Kostas Chaniotakis

Personal information
- Full name: Konstantinos Chaniotakis
- Date of birth: 19 July 1968 (age 57)
- Place of birth: Heraklion, Greece
- Position: Goalkeeper

Senior career*
- Years: Team / Apps / (Gls)
- 1988–1998: OFI / 228 / (0)
- 1998–2000: Vitesse / 3 / (0)
- 2000–2001: Paniliakos / 10 / (0)
- 2001–2004: OFI / 26 / (0)
- 2004–2005: Ergotelis / 23 / (0)
- 2005–2006: APOEL / 1 / (0)
- 2006: Ergotelis / 0 / (0)

International career
- 1992–1993: Greece / 4 / (0)

= Kostas Chaniotakis =

Greek footballer (born 1968)

Kostas Chaniotakis (Greek: Κώστας Χανιωτάκης; born 19 July 1968) is a retired Greek footballer who played as a goalkeeper.

==Career==
Chaniotakis moved to the first team at the age of 20 from OFI. After two years he became the first goalkeeper of the club, which he would also be the 8 seasons following. In 1992 and 1993 Chaniotakis came out four times for Greece.

After having played 228 matches for OFI, the keeper left for the Dutch Vitesse. On the advice of former Vitesse striker Nikos Machlas, the then 30-year-old Chaniotakis and also ex-teammate of Machlas was reached as an experienced stand-in for the first goalkeeper Sander Westerveld. On 29 September 1998, Chaniotakis made his debut for Vitesse in the UEFA Cup-match against the Greek team AEK Athens, because Westerveld was sent out of the field just before the whistle for the half time due to tackling a broken player.

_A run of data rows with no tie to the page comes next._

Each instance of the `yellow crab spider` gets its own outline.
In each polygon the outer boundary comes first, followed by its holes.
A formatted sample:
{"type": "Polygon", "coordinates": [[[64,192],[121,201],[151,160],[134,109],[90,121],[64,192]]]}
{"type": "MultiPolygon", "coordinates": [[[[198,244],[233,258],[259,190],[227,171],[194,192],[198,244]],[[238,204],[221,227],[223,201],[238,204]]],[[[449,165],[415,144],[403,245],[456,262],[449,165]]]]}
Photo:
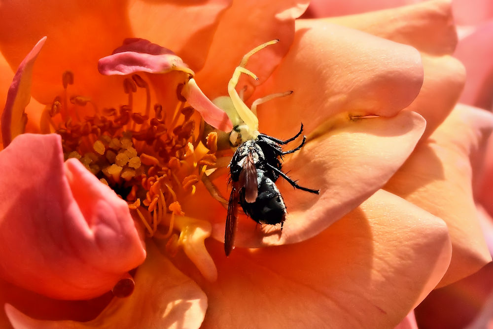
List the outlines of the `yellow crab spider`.
{"type": "Polygon", "coordinates": [[[253,102],[250,109],[248,109],[243,101],[243,91],[241,92],[240,95],[236,91],[236,86],[242,73],[249,75],[255,80],[258,79],[253,73],[245,68],[250,57],[267,46],[277,43],[279,41],[278,39],[272,40],[262,43],[244,56],[240,65],[235,69],[233,76],[228,83],[228,94],[229,96],[221,96],[212,101],[216,106],[226,112],[233,123],[234,128],[229,137],[230,143],[233,146],[237,146],[241,143],[254,139],[258,136],[258,119],[257,118],[256,110],[257,106],[276,97],[290,95],[293,92],[288,91],[273,94],[259,98],[253,102]]]}

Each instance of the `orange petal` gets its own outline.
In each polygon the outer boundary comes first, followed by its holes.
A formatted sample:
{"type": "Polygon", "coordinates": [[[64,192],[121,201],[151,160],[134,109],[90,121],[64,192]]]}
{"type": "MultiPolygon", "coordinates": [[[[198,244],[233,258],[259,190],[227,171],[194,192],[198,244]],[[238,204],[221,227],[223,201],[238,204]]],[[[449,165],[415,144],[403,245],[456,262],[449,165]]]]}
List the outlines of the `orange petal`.
{"type": "Polygon", "coordinates": [[[94,98],[103,93],[101,86],[108,86],[107,78],[98,72],[98,60],[132,36],[127,14],[119,0],[5,2],[0,7],[0,31],[8,33],[0,35],[0,50],[16,68],[32,45],[47,36],[33,71],[33,96],[51,103],[63,90],[62,73],[70,70],[77,86],[71,89],[74,94],[94,98]]]}
{"type": "Polygon", "coordinates": [[[46,40],[42,38],[19,66],[10,85],[5,108],[1,114],[1,134],[3,147],[7,147],[18,135],[24,132],[27,117],[24,112],[31,100],[33,67],[46,40]]]}
{"type": "MultiPolygon", "coordinates": [[[[223,12],[231,0],[147,1],[127,4],[133,36],[171,49],[199,70],[204,65],[223,12]]],[[[232,42],[236,42],[232,40],[232,42]]]]}
{"type": "Polygon", "coordinates": [[[176,269],[154,245],[135,276],[135,288],[129,297],[113,298],[96,319],[87,322],[36,320],[7,304],[5,312],[15,328],[198,328],[207,297],[198,286],[176,269]]]}
{"type": "Polygon", "coordinates": [[[442,220],[380,191],[303,242],[208,249],[214,284],[202,328],[391,328],[433,288],[450,259],[442,220]]]}
{"type": "Polygon", "coordinates": [[[451,2],[426,1],[326,20],[409,44],[429,54],[450,54],[457,43],[451,2]]]}
{"type": "MultiPolygon", "coordinates": [[[[291,45],[294,19],[305,11],[308,2],[234,1],[221,17],[205,66],[196,77],[206,95],[211,99],[227,95],[228,81],[243,55],[269,40],[279,39],[275,46],[253,56],[247,65],[260,81],[265,81],[291,45]]],[[[245,81],[248,85],[254,82],[245,81]]]]}
{"type": "MultiPolygon", "coordinates": [[[[419,114],[402,112],[392,118],[372,118],[334,123],[325,134],[286,158],[283,169],[298,183],[320,189],[316,195],[295,190],[282,178],[276,182],[288,215],[282,232],[279,226],[256,227],[240,218],[238,247],[292,243],[318,234],[354,209],[387,183],[413,151],[424,129],[419,114]]],[[[209,219],[213,236],[222,241],[226,213],[209,219]]]]}
{"type": "Polygon", "coordinates": [[[296,131],[302,122],[309,133],[340,113],[391,116],[418,95],[423,71],[416,49],[344,27],[310,22],[297,26],[289,52],[251,98],[294,92],[259,107],[261,132],[280,138],[286,131],[296,131]]]}
{"type": "Polygon", "coordinates": [[[454,109],[466,74],[460,62],[450,56],[422,54],[422,59],[424,69],[423,86],[416,99],[406,110],[417,112],[426,119],[426,129],[422,137],[424,140],[454,109]]]}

After two seasons in the Netherlands, in which he would play only three games, he returned to his native country to play with the third divisionist Paniliakos. Chaniotakis returned to Crete, and OFI, where he spent another four season as a back-up goalkeeper. He then moved to fellow Heraklion-based Super League club Ergotelis, and following their relegation, signed with the Cypriot First Division club APOEL. At age 37, Chaniotakis postponed his retirement until the end of the season, in order to rejoin Ergotelis in the Beta Ethniki in January 2006, signed as both 4th goalkeeper and goalkeepers' coach.

==Statistics==

| season | club | competition | caps | goals |
| 1988/89 | OFI | Alpha Ethniki | 18 | 0 |
| 1989/90 | OFI | Alpha Ethniki | 8 | 0 |
| 1990/91 | OFI | Alpha Ethniki | 26 | 0 |
| 1991/92 | OFI | Alpha Ethniki | 29 | 0 |
| 1992/93 | OFI | Alpha Ethniki | 28 | 0 |
| 1993/94 | OFI | Alpha Ethniki | 26 | 0 |
| 1994/95 | OFI | Alpha Ethniki | 0 | 0 |
| 1995/96 | OFI | Alpha Ethniki | 32 | 0 |
| 1996/97 | OFI | Alpha Ethniki | 32 | 0 |
| 1997/98 | OFI | Alpha Ethniki | 29 | 0 |
| 1998/99 | Vitesse | Eredivisie | 2 | 0 |
| 1999/00 | Vitesse | Eredivisie | 1 | 0 |
| 2000/01 | Paniliakos | Gamma Ethniki | 10 | 0 |
| 2001/02 | OFI | Alpha Ethniki | 6 | 0 |
| 2002/03 | OFI | Alpha Ethniki | 6 | 0 |
| 2003/04 | OFI | Alpha Ethniki | 14 | 0 |
| 2004/05 | Ergotelis | Alpha Ethniki | 23 | 0 |
| 2005/06 | APOEL | Cypriot First Division | 1 | 0 |
| Ergotelis | Beta Ethniki | 0 | 0 |

==Personal==
Chaniotakis' son Georgios is also a goalkeeper. He currently plays for Greek Football League side Ergotelis, where Chaniotakis himself played late in his career.